Товарищество на вере. Памяти Инны Натановны Соловьевой - Анатолий Смелянский
«Вишневый сад». The Wilma Theater Philadelphia. Фото М. Левицкой
Обнимаю сердечно,
АМС
11 апреля 2022
Бруклайн
Инночка, вот тебе несколько слов про Димин «Вишневый сад» в Филадельфии. Это ни в коем случае не рецензия, просто междометие, посланное в далекое пространство, в котором ты пребываешь.
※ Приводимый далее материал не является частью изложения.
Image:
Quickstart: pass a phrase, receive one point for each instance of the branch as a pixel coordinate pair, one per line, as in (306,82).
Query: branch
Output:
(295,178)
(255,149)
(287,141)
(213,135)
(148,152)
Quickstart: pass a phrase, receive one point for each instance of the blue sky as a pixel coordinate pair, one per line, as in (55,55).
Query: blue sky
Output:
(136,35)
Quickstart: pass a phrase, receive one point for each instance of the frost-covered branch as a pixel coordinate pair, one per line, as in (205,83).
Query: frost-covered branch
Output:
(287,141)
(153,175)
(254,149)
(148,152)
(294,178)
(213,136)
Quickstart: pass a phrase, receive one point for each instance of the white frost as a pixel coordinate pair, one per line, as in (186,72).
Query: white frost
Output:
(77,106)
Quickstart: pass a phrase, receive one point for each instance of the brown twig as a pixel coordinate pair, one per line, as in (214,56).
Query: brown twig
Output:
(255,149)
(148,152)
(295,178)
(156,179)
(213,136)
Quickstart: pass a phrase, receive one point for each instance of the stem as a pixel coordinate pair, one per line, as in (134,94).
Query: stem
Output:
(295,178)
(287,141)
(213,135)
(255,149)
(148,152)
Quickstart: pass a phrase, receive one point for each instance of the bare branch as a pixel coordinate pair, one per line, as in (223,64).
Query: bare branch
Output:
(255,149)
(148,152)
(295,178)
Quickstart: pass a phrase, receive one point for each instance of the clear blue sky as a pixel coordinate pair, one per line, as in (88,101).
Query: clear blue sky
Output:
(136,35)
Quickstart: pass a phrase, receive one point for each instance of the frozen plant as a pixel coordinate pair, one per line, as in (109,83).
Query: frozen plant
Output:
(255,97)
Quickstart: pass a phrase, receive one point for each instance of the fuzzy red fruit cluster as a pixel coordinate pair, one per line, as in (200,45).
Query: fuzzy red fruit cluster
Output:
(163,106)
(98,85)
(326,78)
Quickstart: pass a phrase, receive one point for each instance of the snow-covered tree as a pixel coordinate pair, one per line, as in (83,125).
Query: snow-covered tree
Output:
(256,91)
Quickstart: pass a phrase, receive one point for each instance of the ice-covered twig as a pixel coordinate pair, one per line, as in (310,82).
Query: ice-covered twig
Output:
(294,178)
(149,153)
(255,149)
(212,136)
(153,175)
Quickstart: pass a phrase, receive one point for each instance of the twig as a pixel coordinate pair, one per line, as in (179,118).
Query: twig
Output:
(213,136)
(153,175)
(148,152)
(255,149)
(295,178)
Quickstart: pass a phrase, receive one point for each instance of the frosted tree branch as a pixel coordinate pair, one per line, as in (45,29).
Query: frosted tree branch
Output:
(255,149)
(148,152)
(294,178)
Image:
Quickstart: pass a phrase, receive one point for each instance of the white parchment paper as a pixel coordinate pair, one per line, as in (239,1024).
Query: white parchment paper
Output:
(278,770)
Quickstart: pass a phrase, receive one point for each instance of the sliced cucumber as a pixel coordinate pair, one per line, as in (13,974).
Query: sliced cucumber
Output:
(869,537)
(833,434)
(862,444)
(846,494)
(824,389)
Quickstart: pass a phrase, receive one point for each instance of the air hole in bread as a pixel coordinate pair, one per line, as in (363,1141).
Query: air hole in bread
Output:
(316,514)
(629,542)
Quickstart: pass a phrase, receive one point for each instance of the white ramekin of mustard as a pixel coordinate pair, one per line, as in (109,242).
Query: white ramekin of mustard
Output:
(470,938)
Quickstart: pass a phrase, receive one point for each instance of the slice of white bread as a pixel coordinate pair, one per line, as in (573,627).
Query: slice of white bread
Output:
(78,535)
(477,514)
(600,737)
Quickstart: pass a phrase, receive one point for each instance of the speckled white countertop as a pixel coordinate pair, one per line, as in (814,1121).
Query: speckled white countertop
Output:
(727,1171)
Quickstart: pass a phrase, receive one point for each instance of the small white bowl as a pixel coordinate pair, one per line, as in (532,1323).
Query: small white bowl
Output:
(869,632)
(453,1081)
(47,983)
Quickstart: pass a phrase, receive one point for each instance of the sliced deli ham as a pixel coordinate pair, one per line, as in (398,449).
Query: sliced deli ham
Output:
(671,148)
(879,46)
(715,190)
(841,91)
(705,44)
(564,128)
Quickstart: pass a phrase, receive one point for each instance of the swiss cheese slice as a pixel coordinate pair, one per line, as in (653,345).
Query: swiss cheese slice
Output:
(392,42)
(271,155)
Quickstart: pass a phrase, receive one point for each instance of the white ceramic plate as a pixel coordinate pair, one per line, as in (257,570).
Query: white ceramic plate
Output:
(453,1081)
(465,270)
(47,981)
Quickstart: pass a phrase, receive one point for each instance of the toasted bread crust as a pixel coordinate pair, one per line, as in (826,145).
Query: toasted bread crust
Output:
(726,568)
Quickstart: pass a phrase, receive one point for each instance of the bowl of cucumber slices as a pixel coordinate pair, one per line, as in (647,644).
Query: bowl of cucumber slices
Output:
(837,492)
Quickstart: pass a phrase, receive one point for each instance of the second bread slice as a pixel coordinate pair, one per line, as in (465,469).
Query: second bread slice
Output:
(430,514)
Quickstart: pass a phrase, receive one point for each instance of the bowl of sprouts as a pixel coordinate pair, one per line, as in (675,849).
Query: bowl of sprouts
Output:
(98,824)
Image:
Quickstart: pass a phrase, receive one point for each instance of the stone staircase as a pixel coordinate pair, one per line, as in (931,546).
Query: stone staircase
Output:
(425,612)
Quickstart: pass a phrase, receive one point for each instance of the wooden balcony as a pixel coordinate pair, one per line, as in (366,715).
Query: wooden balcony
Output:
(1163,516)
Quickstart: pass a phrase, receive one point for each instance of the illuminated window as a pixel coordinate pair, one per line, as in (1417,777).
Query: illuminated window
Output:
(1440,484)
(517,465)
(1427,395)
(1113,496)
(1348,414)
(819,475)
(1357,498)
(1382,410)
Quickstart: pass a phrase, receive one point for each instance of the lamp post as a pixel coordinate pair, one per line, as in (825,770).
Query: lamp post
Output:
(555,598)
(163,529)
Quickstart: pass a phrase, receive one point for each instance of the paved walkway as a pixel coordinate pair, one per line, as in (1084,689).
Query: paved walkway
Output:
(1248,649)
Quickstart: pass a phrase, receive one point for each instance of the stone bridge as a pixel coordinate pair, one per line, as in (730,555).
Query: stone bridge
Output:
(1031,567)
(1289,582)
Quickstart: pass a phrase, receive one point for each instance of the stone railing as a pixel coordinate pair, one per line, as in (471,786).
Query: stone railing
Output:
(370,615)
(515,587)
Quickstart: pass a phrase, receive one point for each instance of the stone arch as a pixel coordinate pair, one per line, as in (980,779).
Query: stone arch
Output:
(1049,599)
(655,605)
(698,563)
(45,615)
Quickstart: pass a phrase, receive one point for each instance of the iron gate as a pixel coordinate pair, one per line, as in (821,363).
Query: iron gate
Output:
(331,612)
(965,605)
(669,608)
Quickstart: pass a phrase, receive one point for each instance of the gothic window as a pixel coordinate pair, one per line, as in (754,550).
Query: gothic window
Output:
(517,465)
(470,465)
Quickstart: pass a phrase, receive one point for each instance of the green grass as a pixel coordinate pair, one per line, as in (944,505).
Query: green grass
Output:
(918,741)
Это был, кажется, первый прогон с приглашенной публикой, то есть без билетов, программок и прочих атрибутов премьеры. К тому же в Пенсильвании ввели снова маски, поэтому в зал пропускали только при справке о вакцинации и две сотни зрителей сидели в ковидном антураже. Спектакль шел около двух часов без перерыва, то есть все четыре действия в извилисто-сквозном движении к финалу. Огромные куски текста опущены, нет ни Симеонова-Пищика, ни Прохожего, ни других второстепенных персонажей. Кажется, нет и бала в имении Раневской с еврейским оркестром. Пьеса пересказана «своими словами», как обычно у Димы. В спектакле полно фирменных изобретений: это его «вишневый сад», его лирика на тему прошлого и, в еще большей степени, на тему неясного и очень опасного будущего. И, как всегда, все у него завязывается легко и шутливо, по-цирковому, начиная с выхода Дуняши. Готовясь к встрече господ из Парижа, горничная медленно и торжественно несет поднос с ягодами к центру пустой сцены, покрытой разноцветным ковром. Вступив в цирковую зону, Дуняша поскальзывается, падает, ягоды разлетаются во все стороны, но каждый раз она встает, снова идет и снова падает навзничь, перепачканная вишневым соком.
Дима прекрасно владеет ритмом, тем, что Эфрос называл изогнутой проволочкой. Он начинает насквозь истолкованную пьесу классическими американскими гэгами, а заканчивает спектакль не звуком лопнувшей струны или стуком топора, а явлением на авансцене лакея Яши, которого не затронули никакие санкции. Лопахин отправляется в Харьков, он точно знает, что проведет там зиму. Раневская собирается в Европу, но горизонт ожиданий большинства людей как гильотиной обрезан временем. «Кончилась жизнь в этом доме». Про эту внезапно обрушенную жизнь весь спектакль.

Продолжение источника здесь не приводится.